An extension of the African Great Rift Valley, the Red Sea was formed some two million years ago, when the Strait of Mandeb in the south opened, resulting in the Red Sea becoming an annex of the India Ocean. This of course means that most of the tropical fish, corals and invertebrates found in the warm and tropical Indian Ocean are now found virtually on our doorstep! At over 1400 miles long, the majority of the diving takes place in the northern region where the Sinai Peninsula cuts the Red Sea in two, with one side travelling north towards the Mediterranean and the other northeast towards Jordan and Israel.
Living in Scotland, I chose to fly from Glasgow direct to Hurghada on mainland Egypt. That first frisson of excitement came at 20,000ft when we were starting to descend and flew over the Red Sea mountains of Upper Egypt and I could see the shores of the Red Sea beckoning and that beautiful mixture of the colours of the sea. The route of the Thomas Cook airbus to Hurghada took us directly over Ras Abu Soma which was the destination of the dive resort that I had chosen for my underwater photography assignment. Soma Bay is a small peninsula just 40 minutes south of Hurghada with a number of different resorts to suit all tastes, with Breakers being the only dedicated diving and kite surfing resort. The potential for underwater photography is incredible, with a superb house reef found at the end of the jetty; fantastic offshore reefs; historic and modern shipwrecks and of course the chance for encounters with dolphins, dugong, rays, sharks (for those who look for them), turtles and over 1200 species of fish, 1000 species of invertebrates and 200 species of soft and hard corals.
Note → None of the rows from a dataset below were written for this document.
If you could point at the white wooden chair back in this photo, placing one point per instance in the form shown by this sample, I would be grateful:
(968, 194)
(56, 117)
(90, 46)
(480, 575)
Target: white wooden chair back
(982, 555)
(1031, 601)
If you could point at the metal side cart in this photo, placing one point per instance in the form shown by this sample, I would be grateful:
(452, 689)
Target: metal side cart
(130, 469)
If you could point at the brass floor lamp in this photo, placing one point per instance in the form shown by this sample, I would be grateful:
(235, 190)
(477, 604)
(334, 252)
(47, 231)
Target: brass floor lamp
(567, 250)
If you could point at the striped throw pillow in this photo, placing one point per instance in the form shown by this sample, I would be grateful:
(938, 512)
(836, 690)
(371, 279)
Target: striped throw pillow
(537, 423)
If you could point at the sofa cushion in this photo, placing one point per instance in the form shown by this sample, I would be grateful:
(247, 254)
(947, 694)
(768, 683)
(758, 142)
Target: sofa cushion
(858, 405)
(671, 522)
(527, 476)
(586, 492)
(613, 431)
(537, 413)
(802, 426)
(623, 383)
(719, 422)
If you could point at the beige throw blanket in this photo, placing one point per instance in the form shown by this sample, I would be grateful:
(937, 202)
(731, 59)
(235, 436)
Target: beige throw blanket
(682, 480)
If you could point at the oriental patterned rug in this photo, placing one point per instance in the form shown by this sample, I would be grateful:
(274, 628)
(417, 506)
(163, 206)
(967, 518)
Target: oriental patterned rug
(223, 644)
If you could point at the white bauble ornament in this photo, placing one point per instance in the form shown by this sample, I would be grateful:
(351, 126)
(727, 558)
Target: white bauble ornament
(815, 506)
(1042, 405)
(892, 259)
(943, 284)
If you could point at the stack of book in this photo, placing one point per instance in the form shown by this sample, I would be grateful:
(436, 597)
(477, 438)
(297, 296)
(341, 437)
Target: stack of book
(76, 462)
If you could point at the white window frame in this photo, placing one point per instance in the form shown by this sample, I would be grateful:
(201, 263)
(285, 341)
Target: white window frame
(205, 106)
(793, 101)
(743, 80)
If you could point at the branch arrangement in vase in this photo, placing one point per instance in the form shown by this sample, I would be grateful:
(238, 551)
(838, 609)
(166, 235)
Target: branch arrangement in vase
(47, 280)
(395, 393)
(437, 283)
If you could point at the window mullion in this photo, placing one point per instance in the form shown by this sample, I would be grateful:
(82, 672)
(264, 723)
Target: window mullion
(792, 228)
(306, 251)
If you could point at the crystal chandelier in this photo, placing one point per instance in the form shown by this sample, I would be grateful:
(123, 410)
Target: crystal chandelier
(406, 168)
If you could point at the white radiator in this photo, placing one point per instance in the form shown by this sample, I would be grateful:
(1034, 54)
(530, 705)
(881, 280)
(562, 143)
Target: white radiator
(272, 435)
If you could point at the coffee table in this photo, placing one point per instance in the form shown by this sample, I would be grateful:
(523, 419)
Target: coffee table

Diving trips are organised each day and you can choose half- or full-day offshore trips, unlimited shore diving, night diving and wreck diving. Shore diving is certainly the favourite option as you can spend as much time as you want on a shallow reef and use a variety of equipment from the OM-D range in waterproof housings or, as I was also using, the TOUGH TG-5.
This point-and-shoot type of compact camera is waterproof down to 50ft and with its microscopic settings and supplementary wide-angle lens, it was perfect for the shallow house reef where the greatest majority of tropical fish and corals are found. In fact, much of your photography can be done without having to learn to dive and snorkellers can capture great shots of reef squid, schools of angelfish and butterflyfish and the ubiquitous black and white striped sergeant major damselfish. Soma Bay in the Red Sea is the perfect destination for your underwater photography, whether you are at the professional end of the spectrum, or just keen to capture some of the most amazing colours of tropical fish and corals: and all so close to home. I’d hugely recommend this, and a top tip would be to arrange your transfers well in advance; Soma Bay will send a car to pick you and your equipment up, avoiding the scrum at the airport. And remember to take Euros as the preferred cash for your trip to Egypt.”